Stratified k-fold

In this recipe, we'll quickly look at stratified k-fold valuation. We've walked through different recipes where the class representation was unbalanced in some manner. Stratified k-fold is nice because its scheme is specifically designed to maintain the class proportions.

Getting ready

We're going to create a small dataset. In this dataset, we will then use stratified k-fold validation. We want it small so that we can see the variation. For larger samples. it probably won't be as big of a deal.

We'll then plot the class proportions at each step to illustrate how the class proportions are maintained:

>>> from sklearn import datasets
>>> X, y = datasets.make_classification(n_samples=int(1e3), weights=[1./11])

Let's check the overall class weight distribution:

>>> y.mean()

0.90300000000000002

Roughly, 90.5 percent of the samples are 1, with the balance 0.

How to do it...

Let's create a stratified k-fold object and iterate it through each fold. We'll measure the proportion of verse that are 1. After that we'll plot the proportion of classes by the split number to see how and if it changes. This code will hopefully illustrate how this is beneficial. We'll also plot this code against a basic ShuffleSplit:

>>> from sklearn import cross_validation

>>> n_folds = 50

>>> strat_kfold = cross_validation.StratifiedKFold(y, n_folds=n_folds)
>>> shuff_split = cross_validation.ShuffleSplit(n=len(y), n_iter=n_folds)

>>> kfold_y_props = []
>>> shuff_y_props = []

>>> for (k_train, k_test), (s_train, s_test) in zip(strat_kfold, >>> shuff_split):  
       kfold_y_props.append(y[k_train].mean())
       shuff_y_props.append(y[s_train].mean())
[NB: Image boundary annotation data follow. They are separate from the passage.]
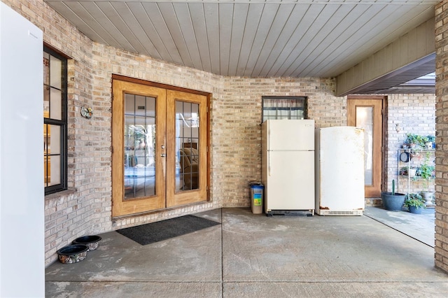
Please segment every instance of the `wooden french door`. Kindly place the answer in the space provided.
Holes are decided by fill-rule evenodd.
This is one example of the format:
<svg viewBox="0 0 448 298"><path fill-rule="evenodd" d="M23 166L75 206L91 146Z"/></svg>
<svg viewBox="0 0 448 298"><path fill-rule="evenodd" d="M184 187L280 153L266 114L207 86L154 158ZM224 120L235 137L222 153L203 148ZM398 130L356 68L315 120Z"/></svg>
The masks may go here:
<svg viewBox="0 0 448 298"><path fill-rule="evenodd" d="M115 79L113 94L112 216L206 201L206 97Z"/></svg>
<svg viewBox="0 0 448 298"><path fill-rule="evenodd" d="M349 97L347 124L364 129L365 197L381 196L383 146L383 97Z"/></svg>

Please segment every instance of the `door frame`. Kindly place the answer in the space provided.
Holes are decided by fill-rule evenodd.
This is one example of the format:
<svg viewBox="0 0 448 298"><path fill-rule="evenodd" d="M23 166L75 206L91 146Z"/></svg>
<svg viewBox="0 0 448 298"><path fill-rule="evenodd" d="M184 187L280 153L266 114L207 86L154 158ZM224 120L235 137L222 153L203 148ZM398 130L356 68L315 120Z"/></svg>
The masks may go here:
<svg viewBox="0 0 448 298"><path fill-rule="evenodd" d="M384 169L387 169L387 160L386 160L386 148L387 148L387 143L386 143L386 132L387 132L387 113L386 113L386 111L387 111L387 97L386 96L383 96L383 95L348 95L347 96L347 125L354 125L353 123L351 123L351 122L349 122L350 120L351 121L356 121L356 119L349 119L349 100L360 100L360 99L364 99L364 100L381 100L382 102L382 109L381 109L381 117L382 117L382 131L381 131L381 136L380 136L380 139L382 141L382 146L381 146L381 166L382 169L380 169L380 178L379 178L379 187L380 187L380 192L383 191L383 189L384 187L384 183L386 181L386 175L384 175ZM380 195L378 196L368 196L367 195L366 193L366 198L377 198L377 197L380 197Z"/></svg>
<svg viewBox="0 0 448 298"><path fill-rule="evenodd" d="M130 77L127 77L127 76L121 76L121 75L118 75L118 74L112 74L112 83L113 83L113 80L120 80L120 81L123 81L123 82L127 82L127 83L136 83L136 84L139 84L139 85L146 85L146 86L150 86L150 87L157 87L157 88L160 88L160 89L165 89L167 91L168 90L172 90L172 91L176 91L176 92L186 92L186 93L189 93L189 94L198 94L198 95L202 95L206 97L206 103L205 104L206 105L206 123L205 123L204 125L206 125L206 136L205 136L205 142L206 142L206 191L205 191L205 196L206 197L204 198L205 199L204 201L201 201L201 202L204 202L204 201L210 201L210 113L209 113L209 111L210 111L210 101L211 101L211 94L209 93L209 92L202 92L202 91L198 91L198 90L190 90L190 89L187 89L187 88L183 88L183 87L176 87L176 86L172 86L172 85L165 85L165 84L162 84L162 83L155 83L155 82L150 82L150 81L148 81L148 80L141 80L141 79L139 79L139 78L130 78ZM112 90L113 90L113 88L112 88ZM113 97L112 98L112 100L113 100ZM113 123L112 123L112 128L113 128ZM112 131L112 135L113 134L113 131ZM111 148L111 150L113 152L113 148ZM112 169L112 171L113 171L113 167ZM111 171L111 176L112 176L112 171ZM111 177L112 178L112 177ZM113 193L112 192L112 194ZM112 201L112 204L113 205L113 197L112 197L111 196L111 201ZM195 203L192 203L192 204L193 204ZM184 207L185 205L183 206L179 206L179 208L182 208ZM175 208L177 206L174 206L174 207L170 207L169 208ZM165 208L162 208L160 209L157 209L157 210L152 210L152 211L144 211L144 212L139 212L138 213L132 213L132 214L129 214L129 215L116 215L114 216L113 213L112 214L112 218L122 218L122 217L127 217L127 216L134 216L136 214L144 214L144 213L154 213L154 212L160 212L160 211L166 211L167 209L168 209L167 207L165 206Z"/></svg>

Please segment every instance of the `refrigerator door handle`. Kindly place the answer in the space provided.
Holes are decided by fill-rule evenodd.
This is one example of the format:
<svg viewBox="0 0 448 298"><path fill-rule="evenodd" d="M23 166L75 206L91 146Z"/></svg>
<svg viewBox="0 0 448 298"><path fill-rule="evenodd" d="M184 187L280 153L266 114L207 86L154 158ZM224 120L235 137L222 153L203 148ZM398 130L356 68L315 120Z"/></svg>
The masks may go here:
<svg viewBox="0 0 448 298"><path fill-rule="evenodd" d="M267 176L271 176L271 159L270 159L270 151L267 151L267 161L268 161L268 164L267 164Z"/></svg>

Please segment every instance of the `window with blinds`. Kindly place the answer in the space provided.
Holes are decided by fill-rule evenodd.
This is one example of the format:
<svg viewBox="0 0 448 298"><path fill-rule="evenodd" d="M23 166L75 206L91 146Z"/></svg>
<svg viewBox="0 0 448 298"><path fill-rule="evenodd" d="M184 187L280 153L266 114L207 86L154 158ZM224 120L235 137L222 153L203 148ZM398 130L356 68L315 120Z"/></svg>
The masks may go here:
<svg viewBox="0 0 448 298"><path fill-rule="evenodd" d="M269 119L307 119L307 97L262 97L262 122Z"/></svg>

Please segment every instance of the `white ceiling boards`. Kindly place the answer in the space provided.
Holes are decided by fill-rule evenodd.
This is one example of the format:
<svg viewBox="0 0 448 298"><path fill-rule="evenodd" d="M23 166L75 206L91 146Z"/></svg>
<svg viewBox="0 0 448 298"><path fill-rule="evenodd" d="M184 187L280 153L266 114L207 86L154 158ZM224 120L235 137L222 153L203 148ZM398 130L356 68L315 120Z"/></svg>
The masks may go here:
<svg viewBox="0 0 448 298"><path fill-rule="evenodd" d="M46 0L93 41L222 76L335 77L438 0Z"/></svg>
Now, let's plot the proportions over each fold:

>>> import matplotlib.pyplot as plt

>>> f, ax = plt.subplots(figsize=(7, 5))

>>> ax.plot(range(n_folds), shuff_y_props, label="ShuffleSplit", 
            color='k')
>>> ax.plot(range(n_folds), kfold_y_props, label="Stratified", 
            color='k', ls='--')
>>> ax.set_title("Comparing class proportions.")

>>> ax.legend(loc='best')

The output will be as follows:

How to do it...

We can see that the proportion of each fold for stratified k-fold is stable across folds.

How it works...

Stratified k-fold works by taking the y value. First, getting the overall proportion of the classes, then intelligently splitting the training and test set into the proportions. This will generalize to multiple labels:

>>> import numpy as np

>>> three_classes = np.random.choice([1,2,3], p=[.1, .4, .5], 
                    size=1000)

>>> import itertools as it

>>> for train, test in cross_validation.StratifiedKFold(three_classes, 5):
       print np.bincount(three_classes[train])

[  0  90 314 395]
[  0  90 314 395]
[  0  90 314 395]
[  0  91 315 395]
[  0  91 315 396]

As we can see, we got roughly the sample sizes of each class for our training and testing proportions.